The Enhanced Wild Fire Classification project focuses on utilizing Convolutional Neural Networks (CNNs) to classify and detect wild fires in images. The project aims to enhance the classification accuracy by incorporating advanced features such as Local Binary Patterns (LBP), Histogram of Oriented Gradients (HOG), and Image Histograms, while also leveraging a simpler Neural Network (NN) model to reduce computational costs associated with CNNs.

Precious Approach

The previous approach involved using CNNs for wild fire classification and detection.
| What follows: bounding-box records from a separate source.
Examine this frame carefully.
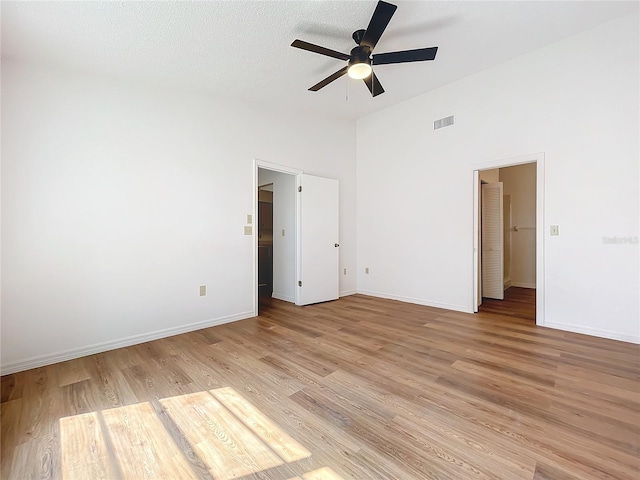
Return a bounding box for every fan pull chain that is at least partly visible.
[344,75,349,102]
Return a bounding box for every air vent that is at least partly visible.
[433,115,453,130]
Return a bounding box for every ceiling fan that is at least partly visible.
[291,0,438,97]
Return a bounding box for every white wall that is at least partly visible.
[357,14,640,342]
[1,63,355,373]
[258,168,297,302]
[499,163,536,288]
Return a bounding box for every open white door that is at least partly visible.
[481,182,504,300]
[296,175,339,305]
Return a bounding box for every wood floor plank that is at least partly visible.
[102,402,198,480]
[160,392,283,479]
[60,412,118,480]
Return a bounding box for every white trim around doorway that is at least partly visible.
[469,152,545,326]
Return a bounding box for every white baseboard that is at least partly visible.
[339,288,358,297]
[0,312,255,375]
[544,321,640,344]
[357,290,473,313]
[271,292,296,303]
[511,281,536,289]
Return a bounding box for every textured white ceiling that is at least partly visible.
[1,0,639,119]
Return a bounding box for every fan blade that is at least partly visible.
[309,66,349,92]
[291,40,350,60]
[360,1,398,51]
[371,47,438,65]
[363,72,384,97]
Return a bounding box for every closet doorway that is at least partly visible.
[473,154,544,325]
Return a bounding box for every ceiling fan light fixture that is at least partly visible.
[347,63,371,80]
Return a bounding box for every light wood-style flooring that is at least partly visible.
[1,295,640,480]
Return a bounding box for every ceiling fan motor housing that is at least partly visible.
[349,45,371,66]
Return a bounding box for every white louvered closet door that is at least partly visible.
[482,182,504,300]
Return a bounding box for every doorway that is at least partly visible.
[254,160,340,315]
[256,167,296,313]
[472,153,544,325]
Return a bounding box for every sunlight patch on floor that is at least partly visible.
[60,387,316,480]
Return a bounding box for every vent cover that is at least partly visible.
[433,115,453,130]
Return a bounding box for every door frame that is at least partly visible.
[251,158,303,316]
[470,152,545,326]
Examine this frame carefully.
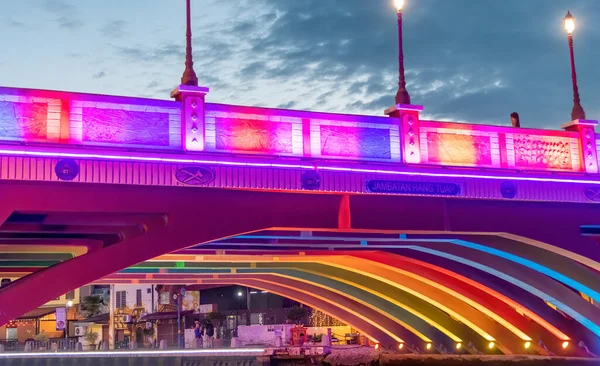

While CNNs are powerful for image recognition tasks, they can be computationally expensive, especially for large datasets or real-time applications.

My Approach

My approach combines the power of advanced image features such as LBP, HOG, and Image Histograms with a simpler Neural Network model. This hybrid approach aims to achieve desirable classification results while reducing computational overhead. By extracting meaningful features from images and then training a simple NN model, we can achieve efficient and accurate results.

Key Features

  • Utilizes LBP, HOG, and Image Histograms for feature extraction.
  • Trains a simple Neural Network model for classification.
  • Aims to reduce computational costs compared to pure CNN approaches.
  • Enhances classification accuracy for wild fire detection in images.

Installation

  1. Clone the repository: https://github.com/Zaraar125/Enhanced-WildFire-Image-Classification.git
  2. Dataset has been collected from the following link's :
  3. https://www.kaggle.com/datasets/atulyakumar98/test-dataset
  4. https://www.kaggle.com/datasets/phylake1337/fire-dataset
  5. https://github.com/DeepQuestAI/Fire-Smoke-Dataset?tab=readme-ov-file

Usage

  1. Download dataset of wild fire images .
  2. The feature extraction of LBP, HOG, and Histogram features from the images is being executed in batches in the ipnyb file.
  3. Train the Neural Network model using the extracted features.
  4. Evaluate the model's performance and adjust hyperparameters as needed.
  5. Use the trained model for wild fire classification tasks.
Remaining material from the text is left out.